Les grands courants de la pensée économique

1. Le courant libéral

Le courant libéral se compose de deux branches: l'une, classique, apparait à partir de la fin du XVIII siècle avec A. Smith, D. Ricardo et J.-B. Say; l'autre, néo-classique, à la fin du XIX siècle avec Walras, Marshall et Pareto. L'un comme l'autre présentent trois traits essentiels

  • Individualisme
    L'être humain est mu par la recherche de son intérêt personnel et par le désir d'obtenir le maximum de satisfaction. Cette recherche s'appuie sur les droits de propriété individuels et privés.
  • Affirmation de la liberté économique
    Le marché constitue le régulateur le plus efficace de l'activité économique; à l'inverse, l'intervention de l'État est fâcheuse sauf lorsqu'elle a pour mission de supprimer les entraves au libre jeu des mécanismes économiques
  • Permanence de l'équilibre économique
    Selon les classiques, un système économique conduit par le principe de la liberté économique tend naturellement vers l'équilibre. Lorsque  celui-ci n'est pas spontanément atteint, les prix s'ajustent à la hausse ou à la baisse

Le courant libéral néo-classique s'appuie, de plus, sur une approche résolument micro-économique.

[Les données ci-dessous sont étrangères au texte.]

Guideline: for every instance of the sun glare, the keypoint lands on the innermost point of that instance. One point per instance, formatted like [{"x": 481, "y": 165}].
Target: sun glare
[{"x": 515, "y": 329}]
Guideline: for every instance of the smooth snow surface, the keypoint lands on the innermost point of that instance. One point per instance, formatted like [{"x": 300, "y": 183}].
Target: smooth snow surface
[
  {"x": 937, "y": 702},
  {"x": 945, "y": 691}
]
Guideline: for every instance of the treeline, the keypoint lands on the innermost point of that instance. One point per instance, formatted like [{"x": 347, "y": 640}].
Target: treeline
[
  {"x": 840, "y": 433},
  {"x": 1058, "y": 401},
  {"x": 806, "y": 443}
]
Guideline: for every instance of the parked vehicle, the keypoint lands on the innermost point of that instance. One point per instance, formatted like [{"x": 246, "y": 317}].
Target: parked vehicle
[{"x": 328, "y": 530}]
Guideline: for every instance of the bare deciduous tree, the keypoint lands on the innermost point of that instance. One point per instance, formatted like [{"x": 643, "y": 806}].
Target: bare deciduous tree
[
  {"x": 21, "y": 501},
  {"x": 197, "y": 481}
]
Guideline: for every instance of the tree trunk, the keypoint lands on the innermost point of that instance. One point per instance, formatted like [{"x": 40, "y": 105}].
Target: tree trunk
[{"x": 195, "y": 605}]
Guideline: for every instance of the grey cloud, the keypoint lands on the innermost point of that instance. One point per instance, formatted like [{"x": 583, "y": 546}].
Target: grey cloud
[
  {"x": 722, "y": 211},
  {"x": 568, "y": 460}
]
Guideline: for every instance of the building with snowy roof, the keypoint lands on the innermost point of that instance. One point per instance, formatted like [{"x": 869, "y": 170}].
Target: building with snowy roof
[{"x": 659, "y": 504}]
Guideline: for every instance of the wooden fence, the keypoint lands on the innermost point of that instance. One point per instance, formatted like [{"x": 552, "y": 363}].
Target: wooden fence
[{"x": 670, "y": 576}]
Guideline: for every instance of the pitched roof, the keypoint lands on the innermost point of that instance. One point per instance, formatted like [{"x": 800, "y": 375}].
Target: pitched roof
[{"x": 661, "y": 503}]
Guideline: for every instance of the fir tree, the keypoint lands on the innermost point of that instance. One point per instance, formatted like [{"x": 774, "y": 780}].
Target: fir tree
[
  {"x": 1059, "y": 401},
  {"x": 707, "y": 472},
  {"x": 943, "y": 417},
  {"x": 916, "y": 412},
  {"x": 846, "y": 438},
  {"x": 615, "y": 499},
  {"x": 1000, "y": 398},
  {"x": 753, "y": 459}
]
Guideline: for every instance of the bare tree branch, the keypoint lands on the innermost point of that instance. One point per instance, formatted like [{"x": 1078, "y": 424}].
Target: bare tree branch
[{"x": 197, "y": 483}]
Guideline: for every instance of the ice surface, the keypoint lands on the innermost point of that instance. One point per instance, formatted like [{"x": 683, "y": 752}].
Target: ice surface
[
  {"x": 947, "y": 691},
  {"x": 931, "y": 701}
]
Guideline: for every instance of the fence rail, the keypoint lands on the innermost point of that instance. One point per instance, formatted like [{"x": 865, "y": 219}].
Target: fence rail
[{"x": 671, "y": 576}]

Depuis quelques années, un nouveau de la pensée libérale s'opère grâce à l'école monétariste de Chicago (M. Friedman), à l'école de l'économie de l'offre (A. Laffer) ou encore à l'école des choix publics (J. Buchanan).

2.Le courant marxiste

Dans Le Capital écrit à la fin du XIX siècle, K. Marx construit une critique radicale du système capitaliste. Trois idées constituent les fondements économiques du marxisme:

- la notion de plus-value : c'est par l'exploitation des ouvriers que les capitalistes dégagent la plus-value (ou le profit) ;

- les contradictions du capitalisme :en recherchant toujours plus de plus-value, notamment par le maintien de salaires bas, les capitalistes provoquent la paupérisation de la classe ouvrière et bloquent le système économique ; c'est cette contradiction qui assure l'avènement du socialisme ;

- la propriété collective des moyens de production : la propriété privée des moyens de production doit être abolie et remplacée par une appropriation collective.

3. Le courant keynésien

Construite dans le contexte de la grande dépression de 1929, l'analyse keynésienne est une théorie de lutte contre la crise. C'est dans la Théorie générale de l'emploi, de l'intérêt et de la monnaie que J.-M. Keynes développe l'essentiel de sa pensée ; trois axes principaux la composent.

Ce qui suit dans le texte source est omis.